The Bosniak classification is the standard stratification method used to estimate the risk of malignancy in CRMs; however, this classification does have some limitations. First, ambiguous definitions, such as “cystic,” “solid,” “walls,” and “septa,” are difficult to quantify.18, 19, 20, 21, 22, 23 Second, the Bosniak classification is limited by considerable variability between radiologists,24 especially for Bosniak classes II, IIF, and III, for which absolute disagreement ranges from 6% to 75%.25 Finally, most CRMs are found incidentally, owing to which the scanning procedure is not planned for imaging the entire mass and may not include enhanced CT scans; hence, the Bosniak classification often cannot be applied.26

Compared with visual analysis, ML classifiers of radiomic features could more comprehensively and objectively reflect the phenotypic properties of masses, which may represent the underlying microscopic pathological changes and heterogeneity of the disease.

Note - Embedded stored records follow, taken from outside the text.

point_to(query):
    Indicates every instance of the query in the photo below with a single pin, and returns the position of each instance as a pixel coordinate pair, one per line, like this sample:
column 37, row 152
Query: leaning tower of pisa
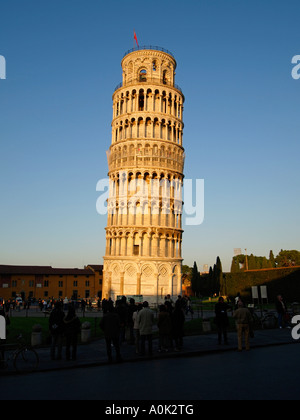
column 146, row 160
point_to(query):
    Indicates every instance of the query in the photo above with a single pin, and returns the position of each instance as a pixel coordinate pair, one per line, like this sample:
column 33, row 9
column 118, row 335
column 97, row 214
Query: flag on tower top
column 135, row 37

The ML classifiers have potential benefits in screening CRMs: first, they are objective and not subject to reader interpretation, although segmentation by readers can still be needed; however, automatic segmentation has been used in some situations. Second, unlike the Bosniak classification, which depends on enhanced scanning, the ML classifiers can be applied to single-phase CT scans and may obviate additional radiological examinations.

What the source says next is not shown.